Salesforce raised its revenue outlook for fiscal 2017 as part of the company's fourth quarter financial results. The CRM giant now expects revenue to increase 22 percent to between $8.08 billion and $8.12 billion.
Salesforce CEO Marc Benioff called the strong guidance "unprecedented growth for a company of our size and scale." The company's stock jumped seven percent after hours.
As for the rest of Q4, Salesforce reported non-GAAP earnings of 19 cents per share on revenue of $1.81 billion, up 25 percent year-over-year (statement).
Wall Street was looking for earnings of 19 cents per share with revenue of $1.79 billion.

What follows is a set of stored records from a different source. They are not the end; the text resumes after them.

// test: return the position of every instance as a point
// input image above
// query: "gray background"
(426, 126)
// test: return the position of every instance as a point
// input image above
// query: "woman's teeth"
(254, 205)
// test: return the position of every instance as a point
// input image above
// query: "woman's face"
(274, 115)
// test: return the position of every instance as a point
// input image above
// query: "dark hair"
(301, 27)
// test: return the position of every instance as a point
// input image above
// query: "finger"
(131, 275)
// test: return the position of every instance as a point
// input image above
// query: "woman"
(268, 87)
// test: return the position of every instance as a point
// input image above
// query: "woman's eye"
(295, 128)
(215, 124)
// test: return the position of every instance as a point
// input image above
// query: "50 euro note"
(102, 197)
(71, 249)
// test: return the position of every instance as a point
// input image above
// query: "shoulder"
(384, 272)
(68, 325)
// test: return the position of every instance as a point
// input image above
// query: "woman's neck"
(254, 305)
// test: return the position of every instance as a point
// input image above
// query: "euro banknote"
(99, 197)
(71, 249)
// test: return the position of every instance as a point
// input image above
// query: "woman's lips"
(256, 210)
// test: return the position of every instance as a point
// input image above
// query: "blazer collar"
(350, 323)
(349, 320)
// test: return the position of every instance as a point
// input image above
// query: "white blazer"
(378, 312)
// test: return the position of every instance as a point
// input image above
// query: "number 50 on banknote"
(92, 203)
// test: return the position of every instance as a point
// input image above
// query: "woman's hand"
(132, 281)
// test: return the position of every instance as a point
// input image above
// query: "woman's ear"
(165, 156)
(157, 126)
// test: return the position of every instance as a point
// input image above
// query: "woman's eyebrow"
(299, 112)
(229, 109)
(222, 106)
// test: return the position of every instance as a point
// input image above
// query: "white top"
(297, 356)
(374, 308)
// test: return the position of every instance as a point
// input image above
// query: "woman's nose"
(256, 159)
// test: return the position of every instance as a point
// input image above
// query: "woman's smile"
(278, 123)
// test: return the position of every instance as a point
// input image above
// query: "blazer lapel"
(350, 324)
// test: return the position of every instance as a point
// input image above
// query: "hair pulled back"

Subscription and support revenues increased 25 percent annually to $1.68 billion. Professional services and other revenues totaled $127 million, up 28 percent year-over-year.
For fiscal year 2016, total revenue was $6.67 billion, or 75 cents a share.
For the current quarter, analysts are looking for earnings of 21 cents a share on revenue of $1.86 billion.
Salesforce responded with a revenue range of $1.88 billion to $1.89 billion with earnings between 23 and 24 cents per share.
Here are the key takeaways from the Salesforce conference call following earnings:
So far it's already been a busy Q1 for the CRM company. Salesforce kicked off February with the appointment of a new COO, naming Oracle vet Keith Block to take over for George Hu. Weeks later Salesforce announced it had acquired PredictionIO, a small startup behind the machine learning server of the same name.
At a pre-Super Bowl powwow with media and analysts, Benioff outlined the CRM giant's game plan for the next year, with metadata platform Lightning taking center stage.